Y'know this kind of work is much much different than say for example the decorated cake and cookie world where it's made for pin point accuracy and freshness--it's used within hours of delivery in most cases.

In what you're proposing, you have to package for some shelf life. You have to decide who eats the cost on the stuff that doesn't sell. If you sell outright to the retail location they will be motivated to sell your stuff in less than desirable condition so they make their money back on the investment.

If you have to eat the cost of non-sales you cut into your profit.

You loose control so you have to make up the difference with volume.

Ain't easy. Not trying to talk you out of it but it gets complicated.


Yes, you're right about shelf life, etc. This is exactly why I joined the forum - to get my juices flowing thinking outside of my own head. Aside from having your own storefront, how else do you all sell your goods and to whom?

GrammyT Posted 14 Sep 2009 , 5:55pm
post #21 of 23
Quote:
Originally Posted by K8memphis-

Quote:
Originally Posted by GrammyT


In looking at retail places to sell my products (mostly local farmstands and small grocers) I've been taking note of my "competition" who seem to scratch bake and it's their big selling point on the package i.e. "finest ingredients, real cream, etc."...so I was caught up in comparing (though I still need to buy some of their goods and taste test)...now that I've just typed that I guess I might want to look at other bakers as my "colleagues" rather than competition, and accept that we all have our style and that each of us will have a place in the desires of the consumers.

Tonya



Y'know this kind of work is much much different than say for example the decorated cake and cookie world where it's made for pin point accuracy and freshness--it's used within hours of delivery in most cases.

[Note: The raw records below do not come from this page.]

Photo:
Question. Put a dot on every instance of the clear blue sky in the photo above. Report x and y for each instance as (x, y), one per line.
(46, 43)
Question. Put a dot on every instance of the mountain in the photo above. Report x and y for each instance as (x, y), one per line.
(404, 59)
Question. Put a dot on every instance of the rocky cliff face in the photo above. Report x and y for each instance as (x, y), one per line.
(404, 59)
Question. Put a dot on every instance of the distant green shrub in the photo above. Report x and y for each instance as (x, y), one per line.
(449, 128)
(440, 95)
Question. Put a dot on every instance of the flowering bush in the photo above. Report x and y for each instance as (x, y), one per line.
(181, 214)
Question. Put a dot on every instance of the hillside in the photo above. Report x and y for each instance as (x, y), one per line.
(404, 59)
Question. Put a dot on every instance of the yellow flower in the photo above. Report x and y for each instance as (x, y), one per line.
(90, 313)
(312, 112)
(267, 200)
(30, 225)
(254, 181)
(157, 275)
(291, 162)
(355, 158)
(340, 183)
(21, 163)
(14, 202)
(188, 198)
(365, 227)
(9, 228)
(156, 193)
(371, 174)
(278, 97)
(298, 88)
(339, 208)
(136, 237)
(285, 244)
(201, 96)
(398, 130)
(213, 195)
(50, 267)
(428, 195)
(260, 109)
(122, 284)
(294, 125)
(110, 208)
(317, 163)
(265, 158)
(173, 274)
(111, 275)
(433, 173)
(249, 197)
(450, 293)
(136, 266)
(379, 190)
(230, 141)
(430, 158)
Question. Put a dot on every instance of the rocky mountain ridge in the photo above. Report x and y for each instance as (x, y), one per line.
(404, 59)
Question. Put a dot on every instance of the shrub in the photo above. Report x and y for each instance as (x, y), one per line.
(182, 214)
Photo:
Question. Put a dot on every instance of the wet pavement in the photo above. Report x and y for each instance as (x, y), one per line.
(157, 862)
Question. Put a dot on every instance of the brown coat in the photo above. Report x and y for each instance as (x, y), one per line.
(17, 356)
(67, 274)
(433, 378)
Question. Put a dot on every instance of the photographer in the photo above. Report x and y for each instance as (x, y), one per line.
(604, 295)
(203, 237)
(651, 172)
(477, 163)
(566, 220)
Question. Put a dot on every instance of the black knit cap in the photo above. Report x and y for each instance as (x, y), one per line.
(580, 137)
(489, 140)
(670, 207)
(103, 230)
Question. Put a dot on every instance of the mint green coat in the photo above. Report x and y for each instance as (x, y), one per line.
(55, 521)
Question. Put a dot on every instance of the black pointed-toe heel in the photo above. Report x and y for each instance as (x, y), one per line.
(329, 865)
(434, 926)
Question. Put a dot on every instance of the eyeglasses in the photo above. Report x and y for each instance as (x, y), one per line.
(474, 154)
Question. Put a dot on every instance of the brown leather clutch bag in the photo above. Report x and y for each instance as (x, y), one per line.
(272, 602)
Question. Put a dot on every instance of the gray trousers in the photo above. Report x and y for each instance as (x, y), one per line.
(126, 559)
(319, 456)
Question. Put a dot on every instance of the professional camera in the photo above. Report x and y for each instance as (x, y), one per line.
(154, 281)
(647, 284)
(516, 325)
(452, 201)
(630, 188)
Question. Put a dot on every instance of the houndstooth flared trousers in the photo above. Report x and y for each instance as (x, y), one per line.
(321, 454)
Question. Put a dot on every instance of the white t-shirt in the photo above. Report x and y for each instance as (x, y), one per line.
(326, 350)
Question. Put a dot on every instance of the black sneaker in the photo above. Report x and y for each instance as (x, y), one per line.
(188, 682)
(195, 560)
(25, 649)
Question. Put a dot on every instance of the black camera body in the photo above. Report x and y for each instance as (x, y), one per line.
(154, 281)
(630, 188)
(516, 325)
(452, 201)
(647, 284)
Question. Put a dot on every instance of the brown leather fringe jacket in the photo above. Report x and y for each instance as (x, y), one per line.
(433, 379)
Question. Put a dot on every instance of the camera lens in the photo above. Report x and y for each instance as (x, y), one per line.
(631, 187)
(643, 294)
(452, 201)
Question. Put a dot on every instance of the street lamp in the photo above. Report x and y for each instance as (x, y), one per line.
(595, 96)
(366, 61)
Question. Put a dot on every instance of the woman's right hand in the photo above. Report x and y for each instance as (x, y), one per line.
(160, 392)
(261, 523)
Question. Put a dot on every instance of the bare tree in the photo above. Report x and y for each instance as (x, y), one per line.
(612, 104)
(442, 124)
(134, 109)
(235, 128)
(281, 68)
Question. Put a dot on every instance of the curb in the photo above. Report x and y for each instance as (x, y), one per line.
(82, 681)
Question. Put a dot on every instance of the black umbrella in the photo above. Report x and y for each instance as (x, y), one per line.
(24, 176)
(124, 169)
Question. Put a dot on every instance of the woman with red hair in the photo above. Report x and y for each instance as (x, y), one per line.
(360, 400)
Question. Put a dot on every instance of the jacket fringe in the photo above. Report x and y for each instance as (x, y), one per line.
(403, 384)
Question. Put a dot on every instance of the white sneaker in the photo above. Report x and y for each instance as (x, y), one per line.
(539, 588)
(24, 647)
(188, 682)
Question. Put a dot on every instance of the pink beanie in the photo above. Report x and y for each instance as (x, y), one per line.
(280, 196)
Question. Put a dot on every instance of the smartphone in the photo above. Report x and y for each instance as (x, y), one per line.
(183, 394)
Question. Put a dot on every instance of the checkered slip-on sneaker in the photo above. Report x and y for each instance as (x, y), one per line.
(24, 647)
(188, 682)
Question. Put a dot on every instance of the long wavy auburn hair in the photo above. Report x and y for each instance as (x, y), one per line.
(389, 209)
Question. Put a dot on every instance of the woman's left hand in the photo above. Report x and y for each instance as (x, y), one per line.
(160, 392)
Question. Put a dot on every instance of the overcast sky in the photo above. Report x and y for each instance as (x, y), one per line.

In what you're proposing, you have to package for some shelf life. You have to decide who eats the cost on the stuff that doesn't sell. If you sell outright to the retail location they will be motivated to sell your stuff in less than desirable condition so they make their money back on the investment.

If you have to eat the cost of non-sales you cut into your profit.

You loose control so you have to make up the difference with volume.

Ain't easy. Not trying to talk you out of it but it gets complicated.


Yes, you're right about shelf life, etc. This is exactly why I joined the forum - to get my juices flowing thinking outside of my own head. Aside from having your own storefront, how else do you all sell your goods and to whom?

-K8memphis Posted 14 Sep 2009 , 6:57pm
post #22 of 23

I guess the majority of people here (who sell stuff) sell by order. The customer calls and you bake it to order.

Some people on here sell at farmer's markets--but there you have control.

I don't know too many wholesalers on this site, not that there aren't any but I don't know any.

cakeymom Posted 14 Sep 2009 , 7:25pm
post #23 of 23

If I were opening a business I would go based on what I had been doing to get me to where I would even want to open a business and that which was getting the best reviews.

1. Does it taste good to my taste testers/clients???
2. Does it look good, by that I mean appetizing or do I get comments that
it's too pretty to eat???
3. Am I obtaining consistent results???
4. Is it priced correctly for the product being made???

I think those are your biggest concerns. I bake from scratch but my decorating skills, to me, are not what I would like them to be so I'm working on that issue. So, no scratch does not mean better, it's just a preference.